Original file line number	Diff line number	Diff line change
`@@ -0,0 +1,3 @@`
	`1`	`+# Article 12: Machine Learning for Malware Detection`
	`2`	`+`
	`3`	+Machine learning enhances malware detection by analyzing file characteristics, behavioral patterns, and network communications to identify threats. Static analysis examines file properties without execution, while dynamic analysis observes runtime behavior in controlled environments. Ensemble methods combining multiple algorithms improve detection accuracy and reduce false positives. AI-powered systems can identify zero-day threats and polymorphic malware that traditional signature-based solutions miss.

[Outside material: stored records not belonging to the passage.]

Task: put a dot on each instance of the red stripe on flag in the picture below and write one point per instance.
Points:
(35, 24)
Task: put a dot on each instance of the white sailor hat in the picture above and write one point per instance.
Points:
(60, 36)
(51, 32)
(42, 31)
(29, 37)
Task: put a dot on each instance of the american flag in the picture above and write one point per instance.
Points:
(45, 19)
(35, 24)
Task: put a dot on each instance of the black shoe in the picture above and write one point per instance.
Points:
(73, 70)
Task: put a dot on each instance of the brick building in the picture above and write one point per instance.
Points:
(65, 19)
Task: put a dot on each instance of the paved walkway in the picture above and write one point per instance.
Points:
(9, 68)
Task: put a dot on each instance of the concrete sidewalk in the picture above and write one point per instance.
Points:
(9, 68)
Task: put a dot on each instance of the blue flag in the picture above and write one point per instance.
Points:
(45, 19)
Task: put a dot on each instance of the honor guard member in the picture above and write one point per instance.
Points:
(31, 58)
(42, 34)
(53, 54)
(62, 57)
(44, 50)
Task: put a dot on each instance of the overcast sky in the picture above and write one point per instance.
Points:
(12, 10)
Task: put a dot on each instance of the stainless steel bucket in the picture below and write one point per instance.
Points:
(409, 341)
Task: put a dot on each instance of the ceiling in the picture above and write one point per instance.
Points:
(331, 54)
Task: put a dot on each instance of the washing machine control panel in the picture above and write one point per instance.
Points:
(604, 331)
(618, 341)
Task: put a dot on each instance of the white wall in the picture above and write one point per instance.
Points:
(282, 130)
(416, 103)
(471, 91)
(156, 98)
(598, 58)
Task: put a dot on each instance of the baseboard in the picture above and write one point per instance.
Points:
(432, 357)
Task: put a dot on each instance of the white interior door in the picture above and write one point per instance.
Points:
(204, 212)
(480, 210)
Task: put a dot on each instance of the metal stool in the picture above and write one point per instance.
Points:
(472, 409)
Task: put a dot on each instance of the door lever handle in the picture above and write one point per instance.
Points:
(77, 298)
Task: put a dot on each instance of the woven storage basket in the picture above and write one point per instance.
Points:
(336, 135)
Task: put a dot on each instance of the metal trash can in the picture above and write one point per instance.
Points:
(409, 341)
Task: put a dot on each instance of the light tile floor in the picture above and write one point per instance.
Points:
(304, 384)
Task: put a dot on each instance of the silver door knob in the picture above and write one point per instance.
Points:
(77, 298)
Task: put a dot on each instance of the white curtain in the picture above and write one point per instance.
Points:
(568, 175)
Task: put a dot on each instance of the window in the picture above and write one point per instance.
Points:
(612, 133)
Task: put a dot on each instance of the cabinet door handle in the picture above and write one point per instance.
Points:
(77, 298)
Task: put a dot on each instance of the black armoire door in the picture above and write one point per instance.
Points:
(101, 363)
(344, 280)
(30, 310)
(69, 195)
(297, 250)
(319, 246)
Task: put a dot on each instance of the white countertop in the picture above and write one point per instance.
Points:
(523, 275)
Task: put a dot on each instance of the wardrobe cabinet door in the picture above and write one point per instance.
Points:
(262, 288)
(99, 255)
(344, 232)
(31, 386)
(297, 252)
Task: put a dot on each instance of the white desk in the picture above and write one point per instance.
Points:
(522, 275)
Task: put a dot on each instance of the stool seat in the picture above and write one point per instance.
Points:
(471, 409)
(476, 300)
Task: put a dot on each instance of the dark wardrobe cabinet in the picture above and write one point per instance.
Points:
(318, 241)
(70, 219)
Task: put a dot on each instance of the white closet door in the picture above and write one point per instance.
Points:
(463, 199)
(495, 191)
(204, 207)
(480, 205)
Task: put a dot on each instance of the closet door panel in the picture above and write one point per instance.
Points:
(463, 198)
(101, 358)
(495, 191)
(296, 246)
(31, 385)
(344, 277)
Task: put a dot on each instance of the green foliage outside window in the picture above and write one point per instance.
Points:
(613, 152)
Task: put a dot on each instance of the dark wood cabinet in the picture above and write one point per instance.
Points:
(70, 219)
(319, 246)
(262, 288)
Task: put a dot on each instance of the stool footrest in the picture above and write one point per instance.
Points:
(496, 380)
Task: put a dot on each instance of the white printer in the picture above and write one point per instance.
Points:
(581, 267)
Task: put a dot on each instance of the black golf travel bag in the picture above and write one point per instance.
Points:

Original file line number	Diff line number	Diff line change
`@@ -0,0 +1,3 @@`
	`1`	`+# Article 13: Behavioral Analytics for Anomaly Detection`
	`2`	`+`
	`3`	`+Behavioral analytics leverages machine learning to establish baseline patterns of normal user and system behavior, flagging deviations that may indicate security threats. User and entity behavior analytics (UEBA) systems monitor login patterns, data access, and application usage to detect insider threats and compromised accounts. Machine learning models adapt to changing behavior patterns while maintaining sensitivity to subtle anomalies that human analysts might overlook.`
Original file line number	Diff line number	Diff line change
`@@ -0,0 +1,3 @@`
	`1`	`+# Article 14: AI-Driven Security Orchestration`
	`2`	`+`
	`3`	+Security orchestration platforms integrate multiple security tools and automate incident response workflows using artificial intelligence. These systems correlate alerts from various sources, prioritize threats based on risk assessment, and execute automated remediation actions. Natural language processing helps analyze threat intelligence reports, while machine learning improves decision-making accuracy over time. Orchestration reduces response times and analyst workload while maintaining consistent security procedures.

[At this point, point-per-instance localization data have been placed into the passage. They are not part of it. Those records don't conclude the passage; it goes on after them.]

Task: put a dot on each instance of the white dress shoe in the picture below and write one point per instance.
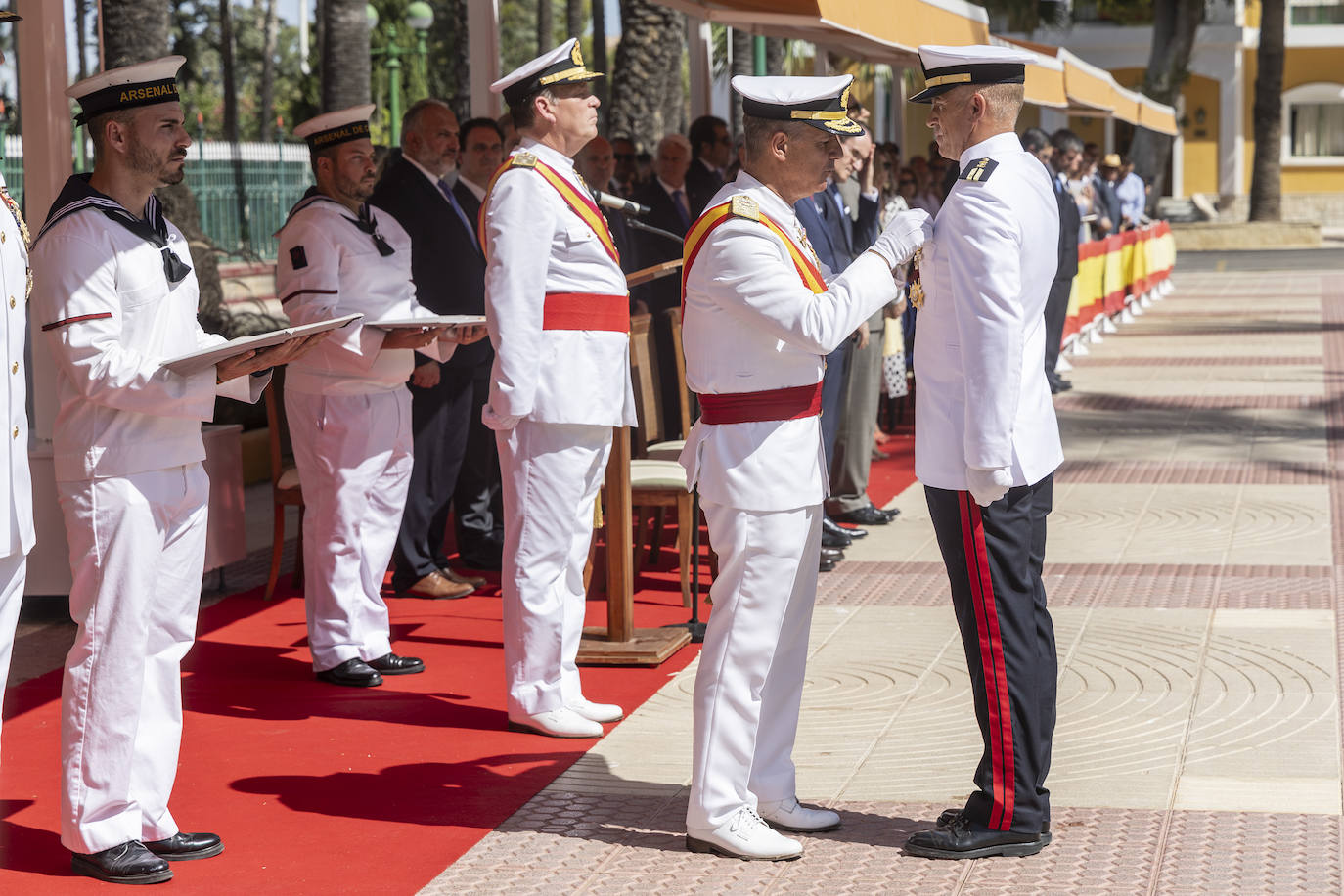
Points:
(789, 814)
(743, 835)
(557, 723)
(596, 711)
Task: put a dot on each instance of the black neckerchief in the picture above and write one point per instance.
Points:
(78, 195)
(366, 220)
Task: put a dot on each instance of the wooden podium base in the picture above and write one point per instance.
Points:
(648, 647)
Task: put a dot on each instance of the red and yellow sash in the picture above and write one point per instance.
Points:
(579, 203)
(746, 207)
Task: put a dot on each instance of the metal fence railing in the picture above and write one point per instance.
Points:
(274, 177)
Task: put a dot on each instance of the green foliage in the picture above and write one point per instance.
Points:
(195, 35)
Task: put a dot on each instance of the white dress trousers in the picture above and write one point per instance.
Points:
(552, 477)
(749, 686)
(137, 550)
(354, 458)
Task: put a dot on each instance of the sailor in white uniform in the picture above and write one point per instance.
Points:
(347, 403)
(558, 312)
(115, 295)
(759, 319)
(987, 442)
(17, 532)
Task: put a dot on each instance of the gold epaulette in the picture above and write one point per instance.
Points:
(746, 207)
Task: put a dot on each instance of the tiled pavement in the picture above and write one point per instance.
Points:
(1193, 571)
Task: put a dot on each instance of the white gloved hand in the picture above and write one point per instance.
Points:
(904, 236)
(495, 422)
(988, 486)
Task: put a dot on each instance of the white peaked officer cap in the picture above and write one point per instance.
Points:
(948, 67)
(334, 128)
(822, 103)
(144, 83)
(560, 66)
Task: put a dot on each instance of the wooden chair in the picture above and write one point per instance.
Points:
(654, 484)
(285, 489)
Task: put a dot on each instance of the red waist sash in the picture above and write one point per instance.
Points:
(769, 405)
(586, 310)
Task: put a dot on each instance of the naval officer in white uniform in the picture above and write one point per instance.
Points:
(114, 295)
(759, 319)
(987, 442)
(347, 403)
(17, 532)
(558, 312)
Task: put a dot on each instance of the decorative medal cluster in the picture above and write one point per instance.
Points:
(916, 287)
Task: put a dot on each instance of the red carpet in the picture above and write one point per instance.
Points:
(319, 788)
(330, 790)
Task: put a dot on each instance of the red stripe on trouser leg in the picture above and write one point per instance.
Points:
(992, 664)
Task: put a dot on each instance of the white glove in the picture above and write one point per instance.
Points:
(495, 422)
(988, 486)
(904, 236)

Original file line number	Diff line number	Diff line change
`@@ -0,0 +1,3 @@`
	`1`	`+# Article 15: Advanced Persistent Threats (APTs)`
	`2`	`+`
	`3`	+Advanced persistent threats represent sophisticated, long-term cyberattacks typically conducted by nation-states or organized criminal groups. APTs use multiple attack vectors, maintain persistent access, and employ stealth techniques to avoid detection. Common tactics include spear-phishing, zero-day exploits, living-off-the-land techniques, and lateral movement within networks. Defense requires continuous monitoring, threat hunting, and intelligence-driven security strategies to detect and neutralize these patient adversaries.

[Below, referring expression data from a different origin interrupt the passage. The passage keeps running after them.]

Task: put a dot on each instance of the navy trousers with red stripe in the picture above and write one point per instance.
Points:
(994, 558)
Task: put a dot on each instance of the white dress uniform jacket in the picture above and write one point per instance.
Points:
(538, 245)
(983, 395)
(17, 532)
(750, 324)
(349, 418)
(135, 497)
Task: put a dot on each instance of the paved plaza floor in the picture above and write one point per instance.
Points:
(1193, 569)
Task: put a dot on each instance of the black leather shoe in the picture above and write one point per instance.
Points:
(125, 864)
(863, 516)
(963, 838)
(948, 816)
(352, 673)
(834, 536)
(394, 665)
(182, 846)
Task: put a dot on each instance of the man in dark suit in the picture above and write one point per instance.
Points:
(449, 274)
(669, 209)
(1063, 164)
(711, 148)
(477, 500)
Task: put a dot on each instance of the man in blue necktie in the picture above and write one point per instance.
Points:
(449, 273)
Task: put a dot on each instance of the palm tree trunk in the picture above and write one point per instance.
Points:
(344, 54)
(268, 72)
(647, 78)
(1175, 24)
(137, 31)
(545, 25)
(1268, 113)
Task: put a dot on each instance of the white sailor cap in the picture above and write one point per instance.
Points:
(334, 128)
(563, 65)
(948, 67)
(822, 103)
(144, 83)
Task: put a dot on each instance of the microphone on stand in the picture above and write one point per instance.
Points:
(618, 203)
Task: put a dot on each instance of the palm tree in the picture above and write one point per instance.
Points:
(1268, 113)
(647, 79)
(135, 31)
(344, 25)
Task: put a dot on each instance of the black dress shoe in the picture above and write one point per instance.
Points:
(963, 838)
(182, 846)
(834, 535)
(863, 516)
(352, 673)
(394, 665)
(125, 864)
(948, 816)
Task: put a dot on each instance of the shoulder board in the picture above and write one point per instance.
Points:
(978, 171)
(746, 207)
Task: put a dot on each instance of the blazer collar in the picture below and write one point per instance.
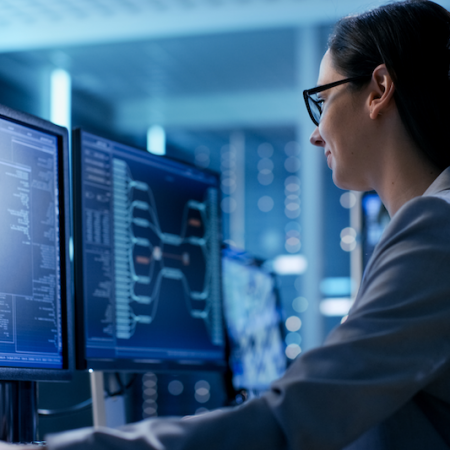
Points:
(441, 183)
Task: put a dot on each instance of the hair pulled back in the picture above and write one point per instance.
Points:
(412, 39)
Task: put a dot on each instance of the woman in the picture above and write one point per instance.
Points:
(382, 379)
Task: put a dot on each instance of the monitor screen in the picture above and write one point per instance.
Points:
(374, 220)
(253, 318)
(147, 260)
(34, 236)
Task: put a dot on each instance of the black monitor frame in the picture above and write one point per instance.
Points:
(65, 373)
(115, 364)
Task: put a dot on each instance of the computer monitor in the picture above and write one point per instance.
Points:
(147, 260)
(35, 281)
(254, 324)
(374, 220)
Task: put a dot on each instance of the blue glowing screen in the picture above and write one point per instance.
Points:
(151, 256)
(30, 274)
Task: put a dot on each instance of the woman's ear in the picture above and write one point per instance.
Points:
(381, 96)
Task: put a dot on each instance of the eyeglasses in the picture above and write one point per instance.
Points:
(314, 104)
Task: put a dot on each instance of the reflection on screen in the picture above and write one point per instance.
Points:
(253, 322)
(151, 257)
(30, 285)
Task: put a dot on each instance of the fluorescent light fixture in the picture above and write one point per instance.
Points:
(290, 264)
(336, 286)
(60, 100)
(335, 307)
(156, 140)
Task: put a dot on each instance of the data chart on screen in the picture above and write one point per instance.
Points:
(151, 256)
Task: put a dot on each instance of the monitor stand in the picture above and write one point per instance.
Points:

Original file line number	Diff line number	Diff line change
`@@ -0,0 +1,3 @@`
	`1`	`+# Article 16: Social Engineering Attack Vectors`
	`2`	`+`
	`3`	+Social engineering exploits human psychology rather than technical vulnerabilities to gain unauthorized access to systems and information. Common techniques include phishing emails, pretexting phone calls, baiting with infected media, and physical tailgating. Attackers research targets through social media and public information to craft convincing scenarios. Defense requires security awareness training, verification procedures, and creating organizational cultures that encourage reporting suspicious communications.